Another treaty was signed six months later and lasted until 1909. By this time, the Hip Sing tong became even more powerful than the On Leong gang and the power struggle ensued again.
It was also during this peak in his prosperity that Mock suffered his greatest loss. The Gerry Society investigated reports that Mock's adopted daughter, Ha Oi, was a white girl - which, due to the persecution of the Chinese community, was definitely frowned upon by the authorities. The courts found that the girl was born from a union between a Lizzie Smith and an unknown Chinese man. Ha Oi was then taken away from Mock by the authorities.
This loss crushed Mock who appealed the verdict but lost. In his despair, Mock roamed aimlessly around the country gambling recklessly and not caring whether he won or lost. It turned out that he won quite a lot and he soon returned to New York with diamond studs on his shirt, $30,000 in his pockets, and a regenerated eagerness to take leadership of Chinatown.
The tong wars started again in 1909 after the On Leong gang abducted and killed a Hip Sing slave girl.
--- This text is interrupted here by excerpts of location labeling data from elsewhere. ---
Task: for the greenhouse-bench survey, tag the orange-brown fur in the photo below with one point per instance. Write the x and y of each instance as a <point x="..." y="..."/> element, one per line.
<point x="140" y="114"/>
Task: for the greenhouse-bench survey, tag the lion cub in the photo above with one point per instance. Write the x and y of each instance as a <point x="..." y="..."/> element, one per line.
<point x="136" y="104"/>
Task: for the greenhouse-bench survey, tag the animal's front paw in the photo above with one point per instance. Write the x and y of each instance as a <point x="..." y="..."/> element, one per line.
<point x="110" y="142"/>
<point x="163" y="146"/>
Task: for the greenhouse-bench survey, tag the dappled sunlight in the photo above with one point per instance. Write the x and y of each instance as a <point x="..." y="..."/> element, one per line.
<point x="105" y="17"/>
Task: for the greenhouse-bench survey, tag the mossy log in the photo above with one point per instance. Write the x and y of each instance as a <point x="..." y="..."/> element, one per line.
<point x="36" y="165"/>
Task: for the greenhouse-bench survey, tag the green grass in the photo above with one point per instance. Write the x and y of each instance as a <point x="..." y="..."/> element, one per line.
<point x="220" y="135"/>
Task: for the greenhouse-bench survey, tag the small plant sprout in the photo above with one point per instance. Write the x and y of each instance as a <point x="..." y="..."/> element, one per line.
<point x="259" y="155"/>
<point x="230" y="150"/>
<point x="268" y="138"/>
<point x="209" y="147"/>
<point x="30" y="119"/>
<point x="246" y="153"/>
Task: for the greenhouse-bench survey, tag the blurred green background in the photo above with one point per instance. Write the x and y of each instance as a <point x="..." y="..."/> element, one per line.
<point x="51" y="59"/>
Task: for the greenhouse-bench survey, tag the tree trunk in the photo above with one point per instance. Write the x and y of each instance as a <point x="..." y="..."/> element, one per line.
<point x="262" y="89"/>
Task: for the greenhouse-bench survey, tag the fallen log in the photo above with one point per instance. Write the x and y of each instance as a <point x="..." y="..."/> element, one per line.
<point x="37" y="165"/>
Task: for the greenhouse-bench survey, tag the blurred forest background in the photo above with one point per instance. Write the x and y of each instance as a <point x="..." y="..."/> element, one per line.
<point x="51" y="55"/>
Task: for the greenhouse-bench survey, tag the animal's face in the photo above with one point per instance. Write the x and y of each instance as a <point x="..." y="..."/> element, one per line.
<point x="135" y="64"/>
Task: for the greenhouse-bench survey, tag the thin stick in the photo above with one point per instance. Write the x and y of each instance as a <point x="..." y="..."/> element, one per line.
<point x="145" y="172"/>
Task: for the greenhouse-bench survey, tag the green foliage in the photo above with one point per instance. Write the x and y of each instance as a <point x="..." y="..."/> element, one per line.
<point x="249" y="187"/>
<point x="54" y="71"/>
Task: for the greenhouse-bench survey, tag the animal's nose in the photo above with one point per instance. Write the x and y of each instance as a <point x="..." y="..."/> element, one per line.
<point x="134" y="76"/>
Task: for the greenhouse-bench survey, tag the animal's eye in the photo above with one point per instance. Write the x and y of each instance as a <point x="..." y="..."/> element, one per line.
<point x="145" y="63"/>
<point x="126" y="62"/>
This time, though, the war was particularly bloody as bombs were being used regularly, leaving many bodies, tong members or not.
Mock survived the new onslaught but was arrested in 1912 on charges of running a policy game and sent to Sing Sing for two years. When he was released in 1914, Mock moved to Brooklyn, removed himself from the tong life, and made plans to be a respectable citizen. The tong wars ended in 1932 and it was theorized that the authorities had asked Mock to intervene between the warring factions and make peace as a venerated "forefather".
Mock Duck died on July 24th, 1942, of natural causes. Today, the Hip Sing and On Leong tongs are still operating but now on a nationwide basis with interests in extortion, prostitution, gambling, money laundering, technology theft, and drug distribution.
Sources: "Boo How Doy: The Early History of Chinese tongs in New York" (organizedcrime.about.com), "Grave of Mock Duck (Sai Wing Mock)" (www.findagrave.com)
Side Note: There is going to be a new Martin Scorsese movie out soon called "Gangs of New York" which focuses on the Irish gang wars in the Five Points during the Victorian era. I'm thinking that there should be a movie on the history of tongs in New York some day, especially on the story of Mock Duck...it would make for some really cool story telling.